No, no quiero arrimar el ascua a mi sardina y sugerir una lectura que la serie niega explícitamente: de hecho, el propio Tony se marca varias conversaciones desechando el consuelo religioso, tildándolo de poco menos que caramelo infantil. Por eso, lo que pretendo con este párrafo es, simplemente, evidenciar la coincidencia -los extremos se tocan- de que el humanismo “cristiano” y el humanismo “ateo” comparten un inmenso suelo común. La clave es el nombre; lo accesorio el adjetivo. Es absurdo empeñarse en que peleen entre sí cuando ambos descienden de una misma rama: la cultura judeo-cristiana. Este bello fragmento escrito por el pastor luterano Dietrich Bonhoeffer, un mártir de la resistencia cristiana a Hitler, podría sintetizar perfectamente el elemental mensaje de fondo de After Life:

“No hay nada que pueda reemplazar la ausencia de alguien querido por nosotros, y uno ni siquiera debería intentar hacerlo. Uno simplemente debe aguantar y soportarlo. Al principio eso suena muy duro, pero al mismo tiempo también supone un gran alivio. En la medida en que el vacío realmente no se llena, uno permanece conectado con la otra persona a través de él. Es incorrecto decir que Dios llena el vacío. Dios de ninguna manera lo llena, sino que lo deja precisamente más vacío y, por lo tanto, nos ayuda a preservar, incluso en el dolor, la relación auténtica. Además, cuanto más hermosos y llenos sean los recuerdos, más difícil será la separación. Pero la gratitud transforma el tormento de la memoria en alegría silenciosa. Uno lleva lo que era encantador en el pasado no como una espina sino como un regalo precioso en el fondo, un tesoro escondido del que siempre se puede estar seguro”.

After Life no es una serie sutil. No lo pretende. Al contrario: su chispa nace de administrar los estereotipos de la comedia (los personajes y las situaciones son abiertamente exageradas) a una situación trágica. Y los aplica de una forma ortopédica, pasadísima, como si por un lado discurriera una serie deprimente y odiosa protagonizada por Tony y, por otro todo lado, esta comedia bufa que pulula a su alrededor, donde hay bebés con bigotes nazis y cuajadas cocinadas con leche materna.
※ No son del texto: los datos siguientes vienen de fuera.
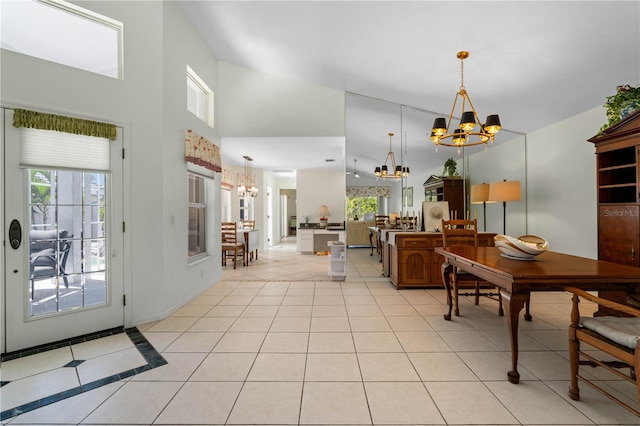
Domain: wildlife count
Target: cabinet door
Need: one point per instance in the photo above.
(618, 237)
(413, 268)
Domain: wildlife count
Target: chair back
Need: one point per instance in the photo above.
(229, 233)
(381, 220)
(460, 232)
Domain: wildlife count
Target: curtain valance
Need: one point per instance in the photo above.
(61, 123)
(200, 151)
(369, 191)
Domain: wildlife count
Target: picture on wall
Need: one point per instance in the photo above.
(407, 196)
(433, 213)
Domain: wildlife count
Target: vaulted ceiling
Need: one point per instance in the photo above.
(533, 62)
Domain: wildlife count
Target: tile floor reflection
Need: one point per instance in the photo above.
(277, 343)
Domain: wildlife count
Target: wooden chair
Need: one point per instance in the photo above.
(617, 337)
(459, 232)
(231, 246)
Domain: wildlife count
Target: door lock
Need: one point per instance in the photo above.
(15, 234)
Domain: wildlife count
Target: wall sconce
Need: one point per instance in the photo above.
(504, 191)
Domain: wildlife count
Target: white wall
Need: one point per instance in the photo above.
(182, 46)
(263, 105)
(150, 104)
(318, 187)
(561, 169)
(557, 168)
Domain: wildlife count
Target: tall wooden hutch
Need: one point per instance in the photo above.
(451, 189)
(618, 180)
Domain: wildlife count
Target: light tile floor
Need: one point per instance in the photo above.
(277, 343)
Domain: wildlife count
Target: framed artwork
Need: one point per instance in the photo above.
(433, 213)
(407, 196)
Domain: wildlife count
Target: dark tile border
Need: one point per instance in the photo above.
(148, 352)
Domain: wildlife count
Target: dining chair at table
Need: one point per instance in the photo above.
(617, 337)
(232, 247)
(460, 232)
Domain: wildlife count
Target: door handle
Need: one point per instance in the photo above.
(15, 234)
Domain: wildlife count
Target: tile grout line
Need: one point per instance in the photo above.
(146, 350)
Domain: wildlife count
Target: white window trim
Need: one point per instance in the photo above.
(209, 117)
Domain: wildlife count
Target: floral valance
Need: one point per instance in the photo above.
(62, 123)
(227, 179)
(369, 191)
(200, 151)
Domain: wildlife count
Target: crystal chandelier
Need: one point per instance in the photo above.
(464, 135)
(397, 171)
(246, 181)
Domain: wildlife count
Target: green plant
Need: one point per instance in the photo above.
(625, 100)
(450, 168)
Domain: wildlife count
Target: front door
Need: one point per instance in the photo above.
(65, 278)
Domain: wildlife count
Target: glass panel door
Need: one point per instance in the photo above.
(67, 240)
(65, 279)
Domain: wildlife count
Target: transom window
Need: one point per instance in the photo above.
(61, 32)
(199, 97)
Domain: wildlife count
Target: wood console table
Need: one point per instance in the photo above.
(550, 271)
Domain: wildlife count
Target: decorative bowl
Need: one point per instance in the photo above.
(525, 247)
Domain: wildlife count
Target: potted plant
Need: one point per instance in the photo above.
(450, 168)
(624, 102)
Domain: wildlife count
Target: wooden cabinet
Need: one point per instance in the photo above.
(305, 240)
(413, 262)
(617, 154)
(618, 189)
(451, 189)
(337, 260)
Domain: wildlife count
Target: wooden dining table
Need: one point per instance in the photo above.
(550, 271)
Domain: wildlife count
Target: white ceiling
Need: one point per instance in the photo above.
(534, 63)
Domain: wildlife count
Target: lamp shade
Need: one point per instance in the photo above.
(480, 193)
(505, 191)
(467, 121)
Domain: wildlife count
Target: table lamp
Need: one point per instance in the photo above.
(504, 191)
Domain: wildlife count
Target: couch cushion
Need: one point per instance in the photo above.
(622, 330)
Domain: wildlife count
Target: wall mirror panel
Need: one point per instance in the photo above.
(368, 122)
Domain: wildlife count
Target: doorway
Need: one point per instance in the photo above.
(65, 276)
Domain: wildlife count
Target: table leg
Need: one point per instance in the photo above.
(513, 304)
(446, 270)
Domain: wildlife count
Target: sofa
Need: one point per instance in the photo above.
(358, 233)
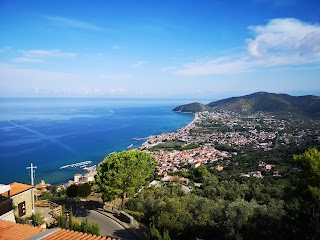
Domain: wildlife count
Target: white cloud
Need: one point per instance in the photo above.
(283, 37)
(277, 3)
(38, 53)
(4, 49)
(27, 60)
(72, 23)
(214, 66)
(115, 77)
(281, 42)
(139, 64)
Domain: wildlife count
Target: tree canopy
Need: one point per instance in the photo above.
(124, 172)
(310, 175)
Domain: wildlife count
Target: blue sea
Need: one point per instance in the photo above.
(53, 132)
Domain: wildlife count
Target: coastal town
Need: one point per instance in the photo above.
(210, 131)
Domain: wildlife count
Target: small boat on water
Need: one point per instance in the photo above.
(79, 164)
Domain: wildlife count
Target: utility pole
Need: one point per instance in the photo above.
(32, 174)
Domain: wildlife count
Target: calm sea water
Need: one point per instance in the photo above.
(52, 132)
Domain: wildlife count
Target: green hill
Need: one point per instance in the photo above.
(193, 108)
(277, 104)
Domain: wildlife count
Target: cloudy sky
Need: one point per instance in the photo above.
(159, 48)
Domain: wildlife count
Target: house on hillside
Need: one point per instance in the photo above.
(9, 230)
(22, 196)
(6, 209)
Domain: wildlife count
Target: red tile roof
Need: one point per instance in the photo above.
(10, 230)
(17, 188)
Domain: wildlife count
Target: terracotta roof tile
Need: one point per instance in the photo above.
(17, 188)
(64, 234)
(10, 230)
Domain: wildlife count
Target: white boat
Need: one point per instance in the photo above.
(79, 164)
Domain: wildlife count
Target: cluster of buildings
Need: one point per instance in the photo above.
(174, 161)
(225, 128)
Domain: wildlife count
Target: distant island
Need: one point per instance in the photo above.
(278, 104)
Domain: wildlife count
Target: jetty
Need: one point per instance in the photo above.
(79, 164)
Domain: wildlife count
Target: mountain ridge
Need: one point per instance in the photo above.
(274, 103)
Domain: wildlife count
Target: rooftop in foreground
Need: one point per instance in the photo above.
(10, 230)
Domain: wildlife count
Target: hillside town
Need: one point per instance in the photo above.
(233, 131)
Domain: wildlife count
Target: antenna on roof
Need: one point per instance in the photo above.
(32, 174)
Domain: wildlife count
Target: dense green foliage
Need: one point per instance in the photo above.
(123, 173)
(310, 176)
(229, 207)
(84, 190)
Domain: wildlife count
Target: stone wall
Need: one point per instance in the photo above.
(26, 197)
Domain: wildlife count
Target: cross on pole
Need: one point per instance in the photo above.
(32, 174)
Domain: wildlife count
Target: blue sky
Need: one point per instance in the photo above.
(159, 48)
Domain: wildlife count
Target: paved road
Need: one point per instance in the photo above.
(109, 227)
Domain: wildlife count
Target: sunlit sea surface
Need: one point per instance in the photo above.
(53, 132)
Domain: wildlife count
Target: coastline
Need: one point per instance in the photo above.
(156, 139)
(151, 137)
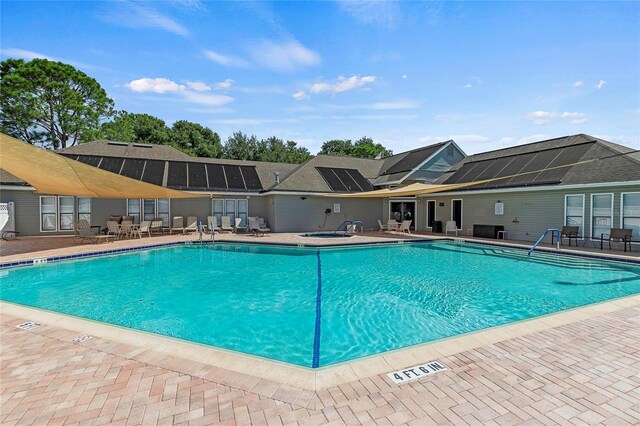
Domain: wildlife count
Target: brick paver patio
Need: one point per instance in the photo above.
(585, 372)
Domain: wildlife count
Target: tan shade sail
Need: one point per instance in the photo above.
(50, 173)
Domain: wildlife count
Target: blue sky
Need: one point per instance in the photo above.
(407, 74)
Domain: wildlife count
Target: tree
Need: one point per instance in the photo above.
(241, 147)
(50, 103)
(196, 140)
(275, 150)
(336, 147)
(366, 148)
(138, 128)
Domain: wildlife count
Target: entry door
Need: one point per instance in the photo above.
(431, 213)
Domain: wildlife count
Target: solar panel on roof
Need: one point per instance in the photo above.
(177, 176)
(216, 176)
(362, 181)
(197, 175)
(132, 168)
(347, 180)
(153, 172)
(569, 155)
(412, 160)
(540, 161)
(332, 179)
(251, 179)
(111, 164)
(234, 178)
(90, 160)
(459, 175)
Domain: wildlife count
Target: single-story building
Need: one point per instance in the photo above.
(572, 189)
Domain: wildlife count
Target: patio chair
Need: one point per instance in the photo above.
(84, 232)
(239, 226)
(145, 227)
(255, 227)
(393, 225)
(226, 224)
(404, 226)
(451, 226)
(126, 228)
(568, 232)
(177, 225)
(619, 235)
(156, 226)
(212, 223)
(192, 224)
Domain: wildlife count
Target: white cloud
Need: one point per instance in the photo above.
(227, 83)
(300, 95)
(227, 61)
(198, 86)
(139, 15)
(395, 105)
(541, 118)
(342, 84)
(155, 85)
(285, 56)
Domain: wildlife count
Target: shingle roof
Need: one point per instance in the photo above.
(307, 178)
(520, 160)
(407, 161)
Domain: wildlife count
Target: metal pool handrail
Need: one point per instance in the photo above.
(537, 243)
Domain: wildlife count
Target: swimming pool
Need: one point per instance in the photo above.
(317, 307)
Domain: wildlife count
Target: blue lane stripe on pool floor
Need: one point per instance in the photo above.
(316, 335)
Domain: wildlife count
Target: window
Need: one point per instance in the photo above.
(574, 211)
(48, 213)
(601, 214)
(631, 212)
(456, 212)
(217, 207)
(431, 213)
(163, 210)
(230, 210)
(243, 210)
(56, 213)
(84, 209)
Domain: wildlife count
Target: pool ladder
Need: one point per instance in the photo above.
(350, 225)
(537, 243)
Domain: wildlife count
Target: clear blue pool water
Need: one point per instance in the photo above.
(318, 307)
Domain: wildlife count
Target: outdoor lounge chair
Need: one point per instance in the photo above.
(192, 224)
(156, 226)
(212, 223)
(451, 226)
(84, 232)
(239, 226)
(256, 228)
(145, 227)
(226, 224)
(393, 225)
(568, 232)
(177, 225)
(404, 226)
(619, 235)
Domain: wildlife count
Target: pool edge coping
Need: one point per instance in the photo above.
(324, 377)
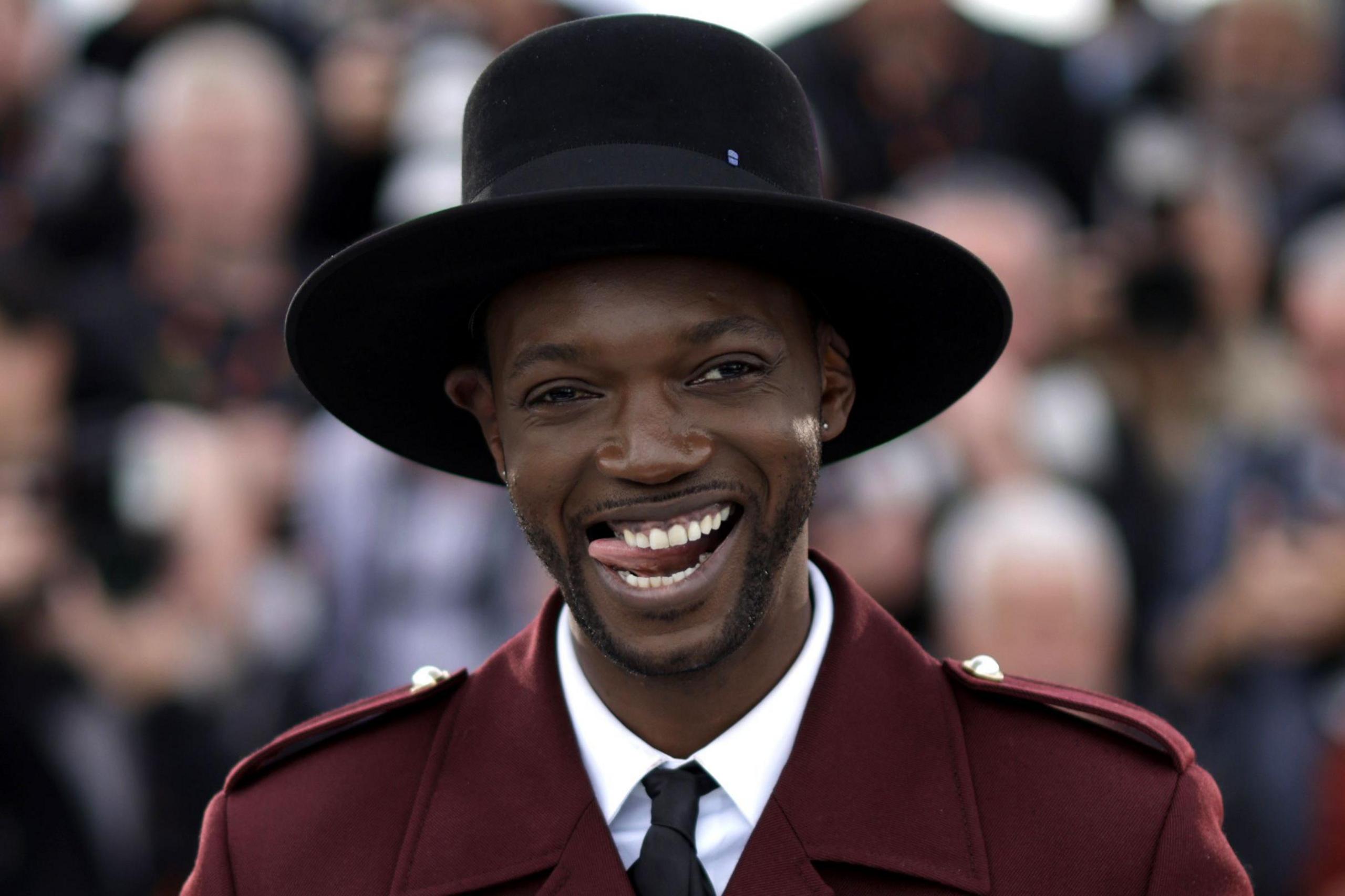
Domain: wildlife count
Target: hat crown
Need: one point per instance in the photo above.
(638, 100)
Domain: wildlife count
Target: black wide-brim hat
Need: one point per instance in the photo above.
(637, 133)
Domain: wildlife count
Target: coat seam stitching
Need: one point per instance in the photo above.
(229, 852)
(957, 779)
(1163, 832)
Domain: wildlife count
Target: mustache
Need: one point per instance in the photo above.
(620, 504)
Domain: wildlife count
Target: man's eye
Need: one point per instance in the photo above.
(560, 396)
(728, 370)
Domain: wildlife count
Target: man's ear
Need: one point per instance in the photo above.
(837, 381)
(470, 389)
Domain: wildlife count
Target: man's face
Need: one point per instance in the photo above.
(659, 424)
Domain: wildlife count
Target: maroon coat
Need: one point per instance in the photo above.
(907, 777)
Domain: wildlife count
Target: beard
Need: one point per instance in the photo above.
(769, 544)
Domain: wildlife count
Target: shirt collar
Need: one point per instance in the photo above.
(746, 759)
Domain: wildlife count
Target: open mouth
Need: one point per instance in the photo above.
(657, 554)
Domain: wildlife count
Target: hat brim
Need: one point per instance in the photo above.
(374, 331)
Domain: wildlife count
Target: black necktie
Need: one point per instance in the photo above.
(668, 864)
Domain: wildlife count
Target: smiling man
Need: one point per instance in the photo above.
(647, 324)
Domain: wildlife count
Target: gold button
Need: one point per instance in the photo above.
(427, 677)
(985, 668)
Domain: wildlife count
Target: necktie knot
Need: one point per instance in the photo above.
(668, 863)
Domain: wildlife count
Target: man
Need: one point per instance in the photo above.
(662, 331)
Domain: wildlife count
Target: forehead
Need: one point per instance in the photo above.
(614, 298)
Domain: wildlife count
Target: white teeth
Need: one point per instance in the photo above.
(658, 581)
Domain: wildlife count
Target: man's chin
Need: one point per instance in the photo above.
(682, 629)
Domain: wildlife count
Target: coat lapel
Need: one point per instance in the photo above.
(878, 774)
(877, 778)
(505, 794)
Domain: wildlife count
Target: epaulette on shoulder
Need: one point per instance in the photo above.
(984, 674)
(427, 684)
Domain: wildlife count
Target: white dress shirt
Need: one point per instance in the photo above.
(746, 759)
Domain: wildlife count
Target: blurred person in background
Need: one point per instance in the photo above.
(190, 306)
(1036, 574)
(1108, 70)
(50, 822)
(1254, 80)
(413, 563)
(1197, 345)
(356, 78)
(193, 619)
(1043, 408)
(82, 204)
(897, 84)
(30, 56)
(1254, 642)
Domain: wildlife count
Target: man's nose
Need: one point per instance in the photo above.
(653, 444)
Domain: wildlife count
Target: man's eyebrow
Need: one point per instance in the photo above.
(542, 351)
(710, 330)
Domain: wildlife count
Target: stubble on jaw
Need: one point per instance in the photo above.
(767, 548)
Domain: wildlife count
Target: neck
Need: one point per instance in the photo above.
(680, 715)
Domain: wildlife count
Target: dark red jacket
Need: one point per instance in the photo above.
(907, 777)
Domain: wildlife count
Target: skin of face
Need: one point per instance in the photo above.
(635, 387)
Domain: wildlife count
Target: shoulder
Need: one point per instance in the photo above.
(1082, 720)
(357, 732)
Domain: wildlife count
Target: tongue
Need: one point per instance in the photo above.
(618, 555)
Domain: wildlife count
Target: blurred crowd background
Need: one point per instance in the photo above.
(1145, 497)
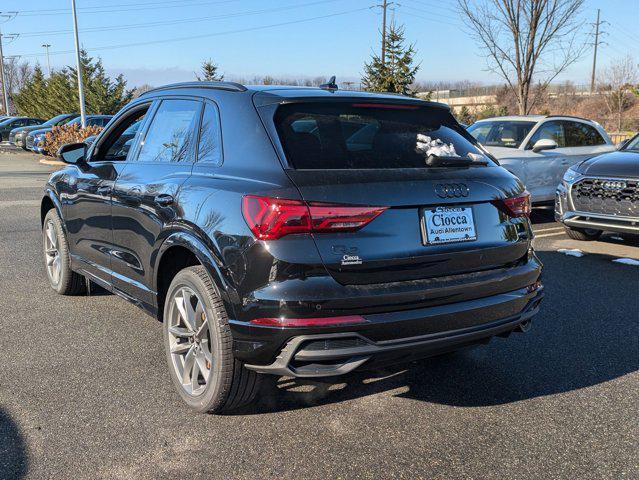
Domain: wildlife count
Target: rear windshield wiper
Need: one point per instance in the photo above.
(444, 161)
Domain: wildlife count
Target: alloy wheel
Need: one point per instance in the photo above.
(52, 253)
(189, 341)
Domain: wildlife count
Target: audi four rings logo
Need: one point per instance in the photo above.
(452, 190)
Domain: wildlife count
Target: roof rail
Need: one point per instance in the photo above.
(570, 116)
(229, 86)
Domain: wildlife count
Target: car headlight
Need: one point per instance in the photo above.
(571, 175)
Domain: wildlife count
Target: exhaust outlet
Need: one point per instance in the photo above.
(524, 326)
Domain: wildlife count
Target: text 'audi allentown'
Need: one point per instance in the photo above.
(293, 231)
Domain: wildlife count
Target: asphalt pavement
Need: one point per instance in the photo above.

Semejante contradicción dramática es la que aporta frescura. Una suerte de perplejo expresionismo emotivo, una cáscara de parodia -¿hay que enumerar lo bizarro de los reportajes locales o lo inaudito de las sesiones de psicoterapia?- dinamitada por un protagonista empeñado en cortarse las venas. Lo grotesco como excusa ante el suicidio. Inédito, sin duda.

Los momentos más entrañables de After Life son las conversaciones de cementerio con la viuda Anne. En una de las más reveladoras, Anne cita un proverbio griego y le añade una coda pastoral: “Una sociedad crece bien cuando las personas plantan árboles cuya sombra saben que nunca disfrutarán. Las buenas personas hacen cosas por otras personas. Eso es todo. Fin”. Una cuestión tan vieja  e irresoluble como el hombre -¿por qué el dolor?- se aborda en After Life a porta gayola, con una franqueza simplista. “Simplista” en sentido positivo: ahuyentando los esnobismos misántropos (qué divertida la cena con la viuda) y agotando las sesudas disquisiciones existencialistas (qué cansalmas es Tony en el trabajo).

Afterlife 2

El viaje moral de Tony constituye un re-aprendizaje, previsible en su luminosidad básica: la salvación son los otros y la vida es una batalla que merece la pena dar, precisamente porque existe la muerte. Los límites son lo que obligan a exprimirla. O, como diría Bonhoeffer, “la gratitud transforma el tormento de la memoria en alegría silenciosa”. ¿Qué hay, pues, después de la vida? Gratitud. Y que cada cual escoja el Valhalla desde donde disfrutarla.